Running Partie intégrante d’un entraînement bien construit, le retour au calme est bien souvent délaissé des coureurs. À tort. On vous explique pourquoi.

Le retour au calme, RAC de son petit nom pour les habitués des plans d’entraînements, c’est cette période de course à basse intensité qui vient clôturer un entraînement ou une compétition où on fait monter son cœur haut dans les tours (intervalles courts ou longs, sortie au seuil…). Pour beaucoup, c’est un fardeau zappé à la première occasion. D’autres encore n’en ont jamais entendu parler.

Ce retour au calme se place, comme son nom l’indique, tout en fin de séance. C’est une période comprise entre 5 et 20 minutes (10 plus généralement) courue à environ 60 pour cent de votre VMA (allure moyenne maximale que vous pouvez tenir sur 6 minutes pour faire très bref) durant laquelle il faut permettre au corps de retourner progressivement vers un état de repos. Plus votre séance aura été intense, plus il est conseillé de courir lentement. Et tant pis si cela affecte votre allure moyenne de la séance que vous souhaitez fièrement partager sur Strava. La récupération et la progression, et donc la performance, sont à ce prix.

Une façon de faire qui, correctement calibrée, a un double impact physiologique, tout en étant également bénéfique sur votre volume global d’entraînement et votre mental.

Un double impact physiologique

Après un effort soutenu, voire violent, le retour au calme va permettre à vos pulsations ainsi qu’à votre débit respiratoire de diminuer petit à petit pour retrouver un état d’aisance, transition vers un état de repos. Courir à une allure dite lente va en effet faciliter cela.

Pourquoi est-ce important ? Pour deux raisons. D’abord car il faut éviter de stopper net un effort, en passant par exemple de la classique série de 10 x 400 mètres, qui vous met dans le rouge à tous les coups, à un arrêt total. Même si vous n’en pouvez plus, relevez-vous pour marcher quelque peu avant d’enchaîner par un footing en aisance. Un peu comme il n’est pas recommandé, en cas de forte chaleur, de sauter dans une piscine froide sans un temps minimal d’acclimatation. Un retour au calme est le meilleur moyen d’éviter malaise ou syncope post-effort.

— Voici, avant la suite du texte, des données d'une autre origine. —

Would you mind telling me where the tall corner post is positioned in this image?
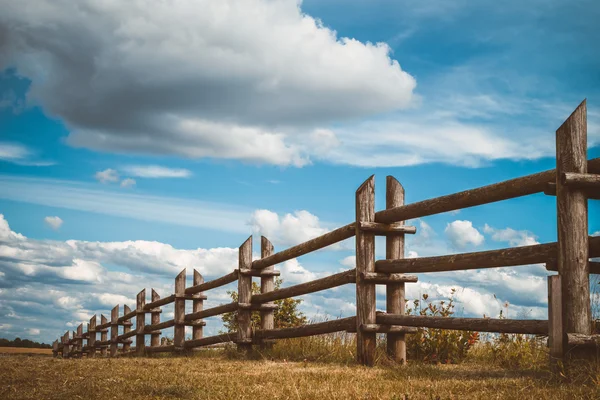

Ce retour au calme permet aussi d’évacuer l’acide lactique qui a été accumulé dans les tissus musculaires tout au long de la partie qualitative de votre séance et que votre organisme n’a pu évacuer en cas d’effort à haute intensité (en anaérobie, lorsque la quantité d’oxygène arrivant aux muscles devient déficitaire, ne couvrant plus les besoins). De là à affirmer que cela vous évitera de souffrir totalement de courbatures le lendemain d’un effort inhabituel ou d’une course au maximum de votre intensité, c’est fonder trop d’espoirs dans le retour au calme, les courbatures n’étant que partiellement la conséquence de l’accumulation d’acide lactique.

Augmentez votre volume global

Le retour au calme, sorte de troisième étape dans l’entraînement après l’échauffement et le corps de séance, est aussi une manière d’accumuler des bornes lors d’une sortie sans pour autant pousser son organisme dans ses derniers retranchements. Après l’effort soutenu, cette période à basse intensité est accueillie avec bonheur par le cerveau, qui le perçoit déjà comme un objectif signe de pré-repos. Les deux kilomètres, par exemple, réalisés à basse intensité en fin de séance vous permettront d’atteindre plus facilement l’objectif fixé et, répétés régulièrement, ceux-ci auront un réel impact sur votre volume global dans une perspective plus longue. C’est aussi une excellente manière de travailler son mental, en ajoutant quelques bornes et minutes à une séance déjà bien sollicitante.

N’oubliez pas non plus que, dans un planning d’entraînement bien construit, plus de la moitié du volume total doit être réalisé en endurance fondamentale. Le retour au calme, à l’instar de la période d’échauffement, est une excellente manière d’y arriver sans s’en rendre compte.

À noter cependant qu’en cas de courses très longues, il est déconseillé de réaliser un retour au calme, le fait de courir encore plus risquant d’aggraver les micro-lésions musculaires d’un organisme déjà bien éprouvé.